I ask Tom what role he sees in America for nonbelievers. "Well, if people
are of an opinion that their God is supreme and are willing to burn your
house down to prove it or dismantle your car to prove it or make all sorts
of loud noises, disturbing the peace, and say that they have a right to do
that in the name of God. . . ." he begins, in his best Mr. Rogers voice.
Later I parse out what the hell he was talking about. I was asking about
atheists. But Tom understood "nonbeliever" according to the premise that God
is exclusively Judeo-Christian. It wasn't about whether you believe in
anything, but whether you dared diverge from his belief.

Walking me to my car (he insisted), Tom, who works for a construction
conglomerate, reaches for a favorite metaphor to describe George Bush:
linoleum. "You know: Usually you get a microfilm of the color, and if you
drop a plate on it you discover it's an ugly-looking floor. Then linoleum
came out ­ the pattern goes through the entire one-eighth of material. You
can drop a plate on it, and the color is true all the way down!"

His face glows. He gets a far-off look in his eyes. That's his Bush.

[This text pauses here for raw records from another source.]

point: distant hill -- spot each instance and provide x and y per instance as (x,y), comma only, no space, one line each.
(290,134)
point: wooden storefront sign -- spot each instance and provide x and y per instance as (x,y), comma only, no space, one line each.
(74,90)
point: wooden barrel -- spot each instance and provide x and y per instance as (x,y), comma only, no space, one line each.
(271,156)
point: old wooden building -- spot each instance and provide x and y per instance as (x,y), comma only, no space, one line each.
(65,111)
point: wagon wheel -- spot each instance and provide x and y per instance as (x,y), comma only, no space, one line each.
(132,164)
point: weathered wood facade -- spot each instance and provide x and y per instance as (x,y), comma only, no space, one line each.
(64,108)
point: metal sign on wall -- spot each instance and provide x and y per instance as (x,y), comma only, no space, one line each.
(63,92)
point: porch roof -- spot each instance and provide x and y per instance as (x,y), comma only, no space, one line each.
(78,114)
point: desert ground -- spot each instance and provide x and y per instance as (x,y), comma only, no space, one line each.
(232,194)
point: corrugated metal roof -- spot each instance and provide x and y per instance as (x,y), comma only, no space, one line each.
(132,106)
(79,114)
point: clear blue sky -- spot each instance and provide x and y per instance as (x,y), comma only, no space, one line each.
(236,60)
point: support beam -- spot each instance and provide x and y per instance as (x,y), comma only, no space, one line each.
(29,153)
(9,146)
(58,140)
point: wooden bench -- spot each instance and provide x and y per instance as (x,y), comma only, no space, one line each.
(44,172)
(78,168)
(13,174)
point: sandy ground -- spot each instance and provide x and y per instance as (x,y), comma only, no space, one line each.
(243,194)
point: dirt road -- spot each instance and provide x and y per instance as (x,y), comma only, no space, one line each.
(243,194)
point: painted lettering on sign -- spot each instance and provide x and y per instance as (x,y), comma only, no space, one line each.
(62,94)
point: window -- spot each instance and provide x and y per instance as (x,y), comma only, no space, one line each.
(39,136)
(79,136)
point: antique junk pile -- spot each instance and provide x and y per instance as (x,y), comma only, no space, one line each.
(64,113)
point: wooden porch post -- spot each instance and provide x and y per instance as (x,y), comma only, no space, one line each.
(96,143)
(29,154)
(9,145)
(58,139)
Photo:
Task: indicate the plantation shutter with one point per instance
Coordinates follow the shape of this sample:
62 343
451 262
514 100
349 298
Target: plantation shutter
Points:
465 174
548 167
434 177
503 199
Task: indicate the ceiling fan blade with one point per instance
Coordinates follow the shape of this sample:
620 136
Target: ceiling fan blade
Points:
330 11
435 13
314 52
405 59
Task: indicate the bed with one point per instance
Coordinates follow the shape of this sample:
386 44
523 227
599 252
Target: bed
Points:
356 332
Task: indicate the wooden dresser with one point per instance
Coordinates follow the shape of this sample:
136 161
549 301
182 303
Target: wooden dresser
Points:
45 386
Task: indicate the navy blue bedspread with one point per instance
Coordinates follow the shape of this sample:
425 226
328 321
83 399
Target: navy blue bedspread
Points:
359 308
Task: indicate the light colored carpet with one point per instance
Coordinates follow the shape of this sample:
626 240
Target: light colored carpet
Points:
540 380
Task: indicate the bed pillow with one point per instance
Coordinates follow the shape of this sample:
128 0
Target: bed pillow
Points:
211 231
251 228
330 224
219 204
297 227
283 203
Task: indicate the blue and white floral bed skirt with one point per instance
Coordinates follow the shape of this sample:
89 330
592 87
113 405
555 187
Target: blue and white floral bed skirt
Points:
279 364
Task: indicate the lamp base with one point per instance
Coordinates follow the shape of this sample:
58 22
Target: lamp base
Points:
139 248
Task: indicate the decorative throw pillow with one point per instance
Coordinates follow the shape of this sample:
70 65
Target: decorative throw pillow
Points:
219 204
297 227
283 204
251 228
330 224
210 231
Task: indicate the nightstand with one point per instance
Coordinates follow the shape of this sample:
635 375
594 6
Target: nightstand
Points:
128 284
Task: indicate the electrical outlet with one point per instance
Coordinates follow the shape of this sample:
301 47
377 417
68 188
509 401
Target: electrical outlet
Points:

It's like a scene from a John Waters movie.

What all does it mean? The right-wing website Free Republic is infamous for
galvanizing harassment campaigns against ideological enemies, but it also
has a lighter side: a robust culture of George W. kitsch. "Freepers" display
and study the famous photograph of Bush embracing Ashley Faulkner, whose
mother perished on 9-11, a woeful, iconic look on his face ("The protective
encirclement of her head by President Bush's arm and hand is the essence of
fatherly compassion," Freeper luvbach1 writes); the ladies exchange snaps of
the president in resolute pose, rendering up racy comments about his
sexiness; they reference an image of Bush jogging alongside a soldier
wounded in Iraq like it's a Xerox of his very soul. "He's the kind of guy
who's going to remember to call a soldier who's lost a leg," one citizen of
the Free Republic reflects, "and go jogging with him when he gets a
replacement prosthetic." Revering Bush has become, for people like this, a
defining component of conservative ideology.

Once I interviewed a Freeper who told me he first became a committed
conservative after discovering the Federalist Papers. "I absolutely devoured
them, recognizing, my God, these things were written hundreds of years ago
and they still stand up as some of the most intense political philosophy
ever written."

I happen to agree, so I asked him ­ after he insisted Bush couldn't have
been lying when he claimed to have witnessed the first plane hit the World
Trade Center live on TV, after he said the orders to torture in Iraq
couldn't have possibly come from the top, all because George Bush is too
fundamentally decent to lie ­ what he thinks of the Federalists' most famous
message: that the genius of the Constitution they were defending was that
you needn't base your faith in the country on the fundamental decency of an
individual, because no one can be trusted to be fundamentally decent, which
was why the Constitution established a government of laws, not
personalities.

"If angels were to govern men, neither external nor internal controls on
government would be necessary . . . "

Conservatives see something angelic in George Bush. That's why they excuse,
repress, and rationalize away so much.

And that is why conservatism is verging on becoming an un-American creed.